Related to the issue of active/passive audiences is also the creativity of the media consumer. Print texts encourage people to be creative more than when viewing video materials, in which case the media consumer is a mere spectator, not the essential constitutive element of forming the mental image suggested by the text. News broadcasts comprise reading previously written news (news scripts), (motion) pictures, sounds and testimonies. By contrast with reading texts, where one has to imagine what he reads, ‘the synchronisation voice-over with images […] makes it appear as if the images ‘speak for themselves' - declare their own transparent meaning, without exterior intervention' (Brunsdon and Morely, 1996: 14-5). Ellis notes the characteristics of the video medium, which makes use of images as its main support: 'it helps communication by providing more redundancy, and provides emphasis by doubling information in both sound and image' (2000: 97). Hence, the technologies the video medium is using can bear advantages over the print medium, making the former as popular as it is.

The human resources for what is conveyed through a medium are an important part in offering a qualitative product. With regard to print, written texts have authors who express their opinions, their own views, and state their knowledge about different subjects in order to inform the readers. Hence, the articles are more personal than video media products which usually have a team to produce them. If an article is signed by its creator, the news are presented in an impersonal, but not necessarily objective, manner; this is the case of news broadcasts presented by anchors, not of broadcasters whose TV shows are 'associated with the style, manner and personality of their presenters' (Hall, 1996: 9). The video broadcasts are varied in the way they are presented, in the way information not witnessed by the audiences is mediated to the public. This aspect could also influence the viewers due to the complexity of the stimuli conveyed through video.

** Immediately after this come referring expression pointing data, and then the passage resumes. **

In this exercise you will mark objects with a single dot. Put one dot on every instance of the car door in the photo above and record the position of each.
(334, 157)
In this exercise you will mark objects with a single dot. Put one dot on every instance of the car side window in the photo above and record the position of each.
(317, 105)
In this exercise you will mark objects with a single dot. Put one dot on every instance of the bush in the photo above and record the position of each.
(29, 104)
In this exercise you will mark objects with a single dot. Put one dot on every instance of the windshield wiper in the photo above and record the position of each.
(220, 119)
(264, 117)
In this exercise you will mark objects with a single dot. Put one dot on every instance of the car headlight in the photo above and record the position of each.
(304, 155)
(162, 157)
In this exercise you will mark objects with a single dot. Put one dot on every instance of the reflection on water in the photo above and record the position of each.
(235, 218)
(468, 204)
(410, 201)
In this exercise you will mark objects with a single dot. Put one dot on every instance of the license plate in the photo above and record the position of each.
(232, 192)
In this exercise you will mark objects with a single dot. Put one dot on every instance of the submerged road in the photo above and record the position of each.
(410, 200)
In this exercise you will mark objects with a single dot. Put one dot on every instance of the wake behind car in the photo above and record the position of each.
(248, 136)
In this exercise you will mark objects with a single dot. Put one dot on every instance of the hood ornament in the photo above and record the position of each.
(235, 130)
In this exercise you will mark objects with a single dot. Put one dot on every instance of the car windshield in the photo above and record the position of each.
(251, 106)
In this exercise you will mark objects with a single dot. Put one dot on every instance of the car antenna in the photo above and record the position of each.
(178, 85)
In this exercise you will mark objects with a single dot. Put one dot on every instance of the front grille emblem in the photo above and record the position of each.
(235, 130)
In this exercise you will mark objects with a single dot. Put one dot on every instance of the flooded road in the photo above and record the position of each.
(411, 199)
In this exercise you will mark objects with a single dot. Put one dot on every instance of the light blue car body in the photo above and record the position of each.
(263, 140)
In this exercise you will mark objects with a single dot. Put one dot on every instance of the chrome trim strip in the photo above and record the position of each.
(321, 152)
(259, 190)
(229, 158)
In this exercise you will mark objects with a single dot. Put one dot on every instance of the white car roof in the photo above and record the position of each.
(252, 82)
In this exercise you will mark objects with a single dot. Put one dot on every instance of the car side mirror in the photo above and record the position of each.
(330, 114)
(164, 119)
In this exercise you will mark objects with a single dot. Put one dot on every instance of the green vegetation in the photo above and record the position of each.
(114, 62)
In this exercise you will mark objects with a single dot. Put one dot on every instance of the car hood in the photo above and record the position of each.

Apart from the statistics on audience rates and the features of the two media there is a great concern with the effects of media on audiences, which mainly derive from the technological characteristics of the medium. Unsuitable material presented on TV is more damaging than in the case of printed texts because, unlike print, video offers a more convincing image of reality. Thus, the impact on audiences is higher over a short period, which, however, 'cannot challenge the place of the newspaper as the medium that daily records in some detail, life in all its aspects' (Hornby, 1965: 98). In print, words and a limited number of images cannot present an exact picture of an event because all is filtered through the mind of the journalist; thereby, the reader receives second-hand information. The video medium offers a more exact image of the world, due to the images, comments and interviews presented. However, both perceptions of the world are biased because they are presented by people.

There could be said much more about print and video, two different types of media, which, I would agree with Putnam, 'are complements, not substitutes' (2000: 219). Therefore, it is hard to decide which one is 'better'. Each media is good at responding to the expectations of its target audience and each of them has its advantages and disadvantages, some of which I have discussed in this essay. To conclude, I will emphasise once again the role of the two media: print mainly informs, whilst the video media mainly entertains. It rests with each person to decide which one is more suitable for them and if they can cope with the negative aspects of the specific medium.